The system must remain small. If it cannot be understood in one sitting, it has grown wrong. That sentence is the last line of the manifesto, and it is also the hardest constraint to maintain. The temptation is always to add one more entity type, one more validation rule, one more export format. The discipline is to stop when the system does what it needs to do and no more.

What it does not do

It does not manage tasks. It does not schedule work. It does not generate code. It does not replace an engine, a design tool, or a research notebook. It is the layer underneath those things — the structural description that tells you what the project is before you decide how to build it.

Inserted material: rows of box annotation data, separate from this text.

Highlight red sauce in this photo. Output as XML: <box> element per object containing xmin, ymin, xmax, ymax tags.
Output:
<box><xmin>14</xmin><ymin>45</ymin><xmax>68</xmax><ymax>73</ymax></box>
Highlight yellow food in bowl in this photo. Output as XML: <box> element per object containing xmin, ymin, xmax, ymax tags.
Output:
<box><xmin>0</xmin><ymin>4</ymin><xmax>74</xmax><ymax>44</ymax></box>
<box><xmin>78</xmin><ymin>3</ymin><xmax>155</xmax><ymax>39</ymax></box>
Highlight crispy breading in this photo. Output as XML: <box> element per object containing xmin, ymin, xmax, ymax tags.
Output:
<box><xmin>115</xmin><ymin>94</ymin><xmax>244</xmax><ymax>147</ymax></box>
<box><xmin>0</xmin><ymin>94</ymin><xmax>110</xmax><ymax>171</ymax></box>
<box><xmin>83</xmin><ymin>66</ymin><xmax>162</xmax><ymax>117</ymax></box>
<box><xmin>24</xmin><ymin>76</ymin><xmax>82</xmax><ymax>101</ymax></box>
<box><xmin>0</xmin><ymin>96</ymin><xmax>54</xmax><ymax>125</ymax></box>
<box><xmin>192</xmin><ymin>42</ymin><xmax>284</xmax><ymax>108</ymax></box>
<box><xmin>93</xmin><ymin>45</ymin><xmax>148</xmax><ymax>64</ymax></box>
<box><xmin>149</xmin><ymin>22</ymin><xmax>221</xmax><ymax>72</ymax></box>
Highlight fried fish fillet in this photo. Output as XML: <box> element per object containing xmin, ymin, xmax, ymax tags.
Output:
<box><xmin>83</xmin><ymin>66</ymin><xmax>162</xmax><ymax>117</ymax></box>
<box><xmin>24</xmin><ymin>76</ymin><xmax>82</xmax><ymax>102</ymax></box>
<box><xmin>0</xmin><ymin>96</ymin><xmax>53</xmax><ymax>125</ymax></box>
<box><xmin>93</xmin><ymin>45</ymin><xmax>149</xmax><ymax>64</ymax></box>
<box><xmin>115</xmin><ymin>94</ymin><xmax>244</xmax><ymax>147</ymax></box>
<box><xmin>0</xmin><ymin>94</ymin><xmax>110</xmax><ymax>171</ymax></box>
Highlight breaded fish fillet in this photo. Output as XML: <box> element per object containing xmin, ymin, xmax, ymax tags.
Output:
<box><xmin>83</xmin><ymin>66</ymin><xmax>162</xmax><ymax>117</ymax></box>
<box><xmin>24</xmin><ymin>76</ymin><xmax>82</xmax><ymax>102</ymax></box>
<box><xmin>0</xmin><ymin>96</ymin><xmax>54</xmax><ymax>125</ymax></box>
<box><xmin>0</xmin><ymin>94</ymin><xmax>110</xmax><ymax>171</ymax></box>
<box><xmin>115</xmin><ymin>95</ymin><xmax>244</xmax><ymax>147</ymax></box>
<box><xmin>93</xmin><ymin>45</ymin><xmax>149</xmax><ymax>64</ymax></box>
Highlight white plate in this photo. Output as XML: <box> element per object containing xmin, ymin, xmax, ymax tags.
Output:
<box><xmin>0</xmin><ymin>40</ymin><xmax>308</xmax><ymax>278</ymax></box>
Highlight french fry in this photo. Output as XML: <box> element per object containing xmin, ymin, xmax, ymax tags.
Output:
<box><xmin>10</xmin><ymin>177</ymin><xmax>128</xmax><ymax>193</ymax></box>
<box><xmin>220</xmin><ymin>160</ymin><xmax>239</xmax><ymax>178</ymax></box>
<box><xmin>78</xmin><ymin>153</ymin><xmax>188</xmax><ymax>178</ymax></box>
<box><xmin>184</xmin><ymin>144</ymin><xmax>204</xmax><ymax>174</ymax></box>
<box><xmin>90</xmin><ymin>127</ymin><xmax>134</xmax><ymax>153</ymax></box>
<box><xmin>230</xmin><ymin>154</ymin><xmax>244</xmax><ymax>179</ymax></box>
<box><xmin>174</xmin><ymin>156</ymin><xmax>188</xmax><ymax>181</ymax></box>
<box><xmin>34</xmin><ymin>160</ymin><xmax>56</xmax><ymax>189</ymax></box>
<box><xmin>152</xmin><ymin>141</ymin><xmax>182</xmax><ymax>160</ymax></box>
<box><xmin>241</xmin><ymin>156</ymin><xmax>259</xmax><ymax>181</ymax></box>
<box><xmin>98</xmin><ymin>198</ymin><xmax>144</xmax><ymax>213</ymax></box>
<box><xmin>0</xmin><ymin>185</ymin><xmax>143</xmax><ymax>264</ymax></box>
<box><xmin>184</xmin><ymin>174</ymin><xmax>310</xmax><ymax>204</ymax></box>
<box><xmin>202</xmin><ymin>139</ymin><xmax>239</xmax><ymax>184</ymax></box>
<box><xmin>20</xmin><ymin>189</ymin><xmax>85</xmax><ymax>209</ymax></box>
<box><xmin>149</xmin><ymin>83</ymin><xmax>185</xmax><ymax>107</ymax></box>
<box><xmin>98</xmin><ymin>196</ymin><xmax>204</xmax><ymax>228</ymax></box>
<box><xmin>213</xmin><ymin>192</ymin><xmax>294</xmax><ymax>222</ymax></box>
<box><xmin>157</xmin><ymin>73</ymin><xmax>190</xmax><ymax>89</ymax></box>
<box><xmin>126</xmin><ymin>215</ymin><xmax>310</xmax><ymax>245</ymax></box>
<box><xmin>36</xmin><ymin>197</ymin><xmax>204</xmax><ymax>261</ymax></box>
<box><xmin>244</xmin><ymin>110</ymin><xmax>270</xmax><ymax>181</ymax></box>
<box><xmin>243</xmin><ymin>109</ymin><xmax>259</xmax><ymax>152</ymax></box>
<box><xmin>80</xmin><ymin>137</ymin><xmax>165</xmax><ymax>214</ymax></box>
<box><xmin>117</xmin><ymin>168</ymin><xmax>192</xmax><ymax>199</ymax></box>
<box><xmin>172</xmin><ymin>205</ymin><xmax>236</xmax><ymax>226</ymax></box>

It also does not enforce anything automatically, at least not yet. The constraints are documented expectations. The validation catches structural errors, not creative ones. The gate system is a convention, not a compiler. The discipline is manual and intentional.

This is a feature, not a missing feature. Automated enforcement is appropriate for mature systems. For a creative workflow, the act of manually following the loop — writing the brief, recording the decision, updating the bag — is itself the creative practice. The process is the product.